- Directed by: Shamas Nawab Siddiqui
- Produced by: Nawazuddin Siddiqui
- Starring: Jai hind Kumar Maneesha Marzare
- Edited by: Rahul Tiwari
- Release date: 2015;
- Running time: 17 minutes
- Country: India
- Language: Hindi

= Mister Come Tomorrow =

Mister, Come Tomorrow is a 2015 short film directed by Shamas Nawab Siddiqui and produced by Nawazuddin Siddiqui. It is the debut film of the latter as producer. The film deals with the controversial Islamic practice of Nikah halala.

==Plot==
Imtiaz divorces his wife in anger but soon realizes his mistake and wants her back. However, as per the Nikah Halala law, he can only get her back by marrying her to someone else who must consummate the marriage. So he arranges her marriage to someone else. But the day after the Nikah (Marriage) when Imtiaz goes to get his wife back, her new husband is not ready to divorce her as he wants to reap the benefits of this marriage. He fools Imtiaz by claiming that he hasn't consummated the marriage yet, and therefore Imtiaz cannot take his wife back. Imtiaz struggles daily to get his wife back.

==Cast==
- Jai Hind Kumar
- Manisha Marzare
- Ilyas Khan
- Mazuddin Siddiqui

==Reactions==
The film won 10 international awards and was well received by some by the Muslim community, especially women.

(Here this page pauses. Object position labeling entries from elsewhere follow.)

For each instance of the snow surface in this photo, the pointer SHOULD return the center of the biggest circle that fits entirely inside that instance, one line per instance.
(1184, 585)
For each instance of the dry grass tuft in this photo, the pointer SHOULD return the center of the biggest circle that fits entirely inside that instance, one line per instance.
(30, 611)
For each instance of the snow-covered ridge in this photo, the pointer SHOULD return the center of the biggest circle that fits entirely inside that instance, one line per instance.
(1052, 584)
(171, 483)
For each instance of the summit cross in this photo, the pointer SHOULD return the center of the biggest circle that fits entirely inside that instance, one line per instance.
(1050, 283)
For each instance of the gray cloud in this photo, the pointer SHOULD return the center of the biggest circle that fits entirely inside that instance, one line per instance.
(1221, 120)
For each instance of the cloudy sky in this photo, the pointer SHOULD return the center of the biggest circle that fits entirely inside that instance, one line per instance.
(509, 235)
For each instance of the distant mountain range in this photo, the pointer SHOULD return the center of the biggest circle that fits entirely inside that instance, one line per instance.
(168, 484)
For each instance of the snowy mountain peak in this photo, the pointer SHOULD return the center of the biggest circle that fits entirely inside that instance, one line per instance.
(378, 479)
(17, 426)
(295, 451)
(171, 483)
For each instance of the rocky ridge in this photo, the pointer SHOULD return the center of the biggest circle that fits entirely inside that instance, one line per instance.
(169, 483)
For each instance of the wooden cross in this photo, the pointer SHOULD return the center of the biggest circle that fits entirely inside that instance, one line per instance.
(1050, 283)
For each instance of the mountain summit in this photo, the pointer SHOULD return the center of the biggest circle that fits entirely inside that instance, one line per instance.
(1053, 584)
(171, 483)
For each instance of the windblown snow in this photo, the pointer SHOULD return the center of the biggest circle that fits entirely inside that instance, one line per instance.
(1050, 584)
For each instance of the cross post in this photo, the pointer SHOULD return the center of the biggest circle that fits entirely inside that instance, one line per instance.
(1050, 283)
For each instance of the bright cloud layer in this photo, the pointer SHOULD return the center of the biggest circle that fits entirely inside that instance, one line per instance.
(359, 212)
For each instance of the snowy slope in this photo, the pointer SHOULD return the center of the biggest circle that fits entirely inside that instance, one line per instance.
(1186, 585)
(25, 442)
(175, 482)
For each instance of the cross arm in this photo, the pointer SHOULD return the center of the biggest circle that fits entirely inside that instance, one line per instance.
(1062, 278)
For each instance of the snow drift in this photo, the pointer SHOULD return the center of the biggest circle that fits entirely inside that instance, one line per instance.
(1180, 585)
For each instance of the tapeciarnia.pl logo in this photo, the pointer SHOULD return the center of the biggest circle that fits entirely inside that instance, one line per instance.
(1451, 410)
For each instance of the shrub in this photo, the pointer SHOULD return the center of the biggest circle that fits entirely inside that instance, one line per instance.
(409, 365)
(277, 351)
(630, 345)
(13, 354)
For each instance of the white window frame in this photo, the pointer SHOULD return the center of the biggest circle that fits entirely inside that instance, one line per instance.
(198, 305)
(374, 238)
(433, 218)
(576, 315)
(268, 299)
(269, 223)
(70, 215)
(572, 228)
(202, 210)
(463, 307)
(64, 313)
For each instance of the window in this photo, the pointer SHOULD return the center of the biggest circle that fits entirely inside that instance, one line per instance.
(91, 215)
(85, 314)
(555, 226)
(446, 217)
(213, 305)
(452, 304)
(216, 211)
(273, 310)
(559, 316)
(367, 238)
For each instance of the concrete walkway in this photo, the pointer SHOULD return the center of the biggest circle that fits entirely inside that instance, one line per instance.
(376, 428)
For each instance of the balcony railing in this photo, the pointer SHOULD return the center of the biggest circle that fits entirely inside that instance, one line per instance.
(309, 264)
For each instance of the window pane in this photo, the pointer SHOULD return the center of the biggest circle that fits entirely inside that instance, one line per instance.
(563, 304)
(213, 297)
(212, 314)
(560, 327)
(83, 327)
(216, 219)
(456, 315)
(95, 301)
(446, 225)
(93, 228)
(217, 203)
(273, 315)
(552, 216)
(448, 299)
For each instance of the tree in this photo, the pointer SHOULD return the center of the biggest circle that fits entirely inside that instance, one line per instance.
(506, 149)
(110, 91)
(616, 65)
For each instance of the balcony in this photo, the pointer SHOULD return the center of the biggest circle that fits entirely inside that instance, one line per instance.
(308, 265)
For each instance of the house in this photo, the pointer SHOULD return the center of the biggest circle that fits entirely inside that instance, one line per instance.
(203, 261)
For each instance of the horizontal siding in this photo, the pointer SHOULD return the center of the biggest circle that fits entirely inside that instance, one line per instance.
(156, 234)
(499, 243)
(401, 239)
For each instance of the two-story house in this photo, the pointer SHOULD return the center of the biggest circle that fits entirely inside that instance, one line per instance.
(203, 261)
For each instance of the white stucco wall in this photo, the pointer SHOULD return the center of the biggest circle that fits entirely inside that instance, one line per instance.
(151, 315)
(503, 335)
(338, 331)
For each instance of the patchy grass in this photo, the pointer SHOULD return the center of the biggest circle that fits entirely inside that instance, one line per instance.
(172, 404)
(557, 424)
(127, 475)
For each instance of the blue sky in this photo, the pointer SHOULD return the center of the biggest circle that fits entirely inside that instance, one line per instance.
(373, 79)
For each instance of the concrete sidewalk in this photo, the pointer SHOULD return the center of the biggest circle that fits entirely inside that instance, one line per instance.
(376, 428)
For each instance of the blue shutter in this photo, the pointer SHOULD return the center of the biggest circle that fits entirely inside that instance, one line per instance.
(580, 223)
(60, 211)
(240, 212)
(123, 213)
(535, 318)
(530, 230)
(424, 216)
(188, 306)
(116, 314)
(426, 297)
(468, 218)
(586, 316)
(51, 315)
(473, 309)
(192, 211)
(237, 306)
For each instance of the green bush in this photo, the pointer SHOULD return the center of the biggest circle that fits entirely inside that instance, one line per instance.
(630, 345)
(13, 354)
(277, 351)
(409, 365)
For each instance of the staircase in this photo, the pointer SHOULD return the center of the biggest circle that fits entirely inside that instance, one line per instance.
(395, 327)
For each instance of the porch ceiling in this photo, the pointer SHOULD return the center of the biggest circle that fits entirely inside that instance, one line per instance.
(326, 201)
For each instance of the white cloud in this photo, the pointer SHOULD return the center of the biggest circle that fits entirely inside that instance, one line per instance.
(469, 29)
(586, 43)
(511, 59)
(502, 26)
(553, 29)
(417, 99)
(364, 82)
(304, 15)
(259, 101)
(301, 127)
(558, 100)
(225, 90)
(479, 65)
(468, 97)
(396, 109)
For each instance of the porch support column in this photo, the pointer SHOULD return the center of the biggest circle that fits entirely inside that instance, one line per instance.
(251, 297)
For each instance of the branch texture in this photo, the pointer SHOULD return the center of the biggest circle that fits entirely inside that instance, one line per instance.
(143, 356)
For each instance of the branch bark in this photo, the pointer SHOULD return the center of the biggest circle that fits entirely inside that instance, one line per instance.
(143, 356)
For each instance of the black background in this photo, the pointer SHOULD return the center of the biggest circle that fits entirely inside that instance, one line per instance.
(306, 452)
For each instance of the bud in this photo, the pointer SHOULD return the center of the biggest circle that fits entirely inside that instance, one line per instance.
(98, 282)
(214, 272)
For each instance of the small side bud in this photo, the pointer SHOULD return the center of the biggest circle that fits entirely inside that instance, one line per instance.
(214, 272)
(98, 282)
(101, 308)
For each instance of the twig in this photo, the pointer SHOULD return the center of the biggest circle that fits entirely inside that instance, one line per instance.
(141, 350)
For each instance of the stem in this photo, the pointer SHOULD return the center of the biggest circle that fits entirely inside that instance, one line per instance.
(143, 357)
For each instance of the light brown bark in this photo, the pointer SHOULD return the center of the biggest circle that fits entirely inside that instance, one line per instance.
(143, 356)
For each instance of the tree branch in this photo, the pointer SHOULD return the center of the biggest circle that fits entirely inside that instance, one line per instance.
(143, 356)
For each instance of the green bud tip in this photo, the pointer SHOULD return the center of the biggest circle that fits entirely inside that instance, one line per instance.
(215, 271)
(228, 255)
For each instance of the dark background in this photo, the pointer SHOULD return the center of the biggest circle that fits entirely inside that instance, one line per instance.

The film evoked an angry response from Islamic clerics like Maulana Arshad Farooqui, the chairman of Fatwa Online of Deoband, criticized Nawazuddin and said he didn't know Shariyat. Qazi Rohan of Madarsa Abibul Uloom, condemned Nawazuddin and his brother for questioning an Islamic practice despite being Muslim.

Shaista Amber, the head of the All India Muslim Women's Personal Law Board (AIMWPLB) was supportive of the movie and said, "If the government supports me, I would like to screen this movie in villages where the community’s women are exploited through misuse of such laws. In fact, the exploitation is nothing short of rape."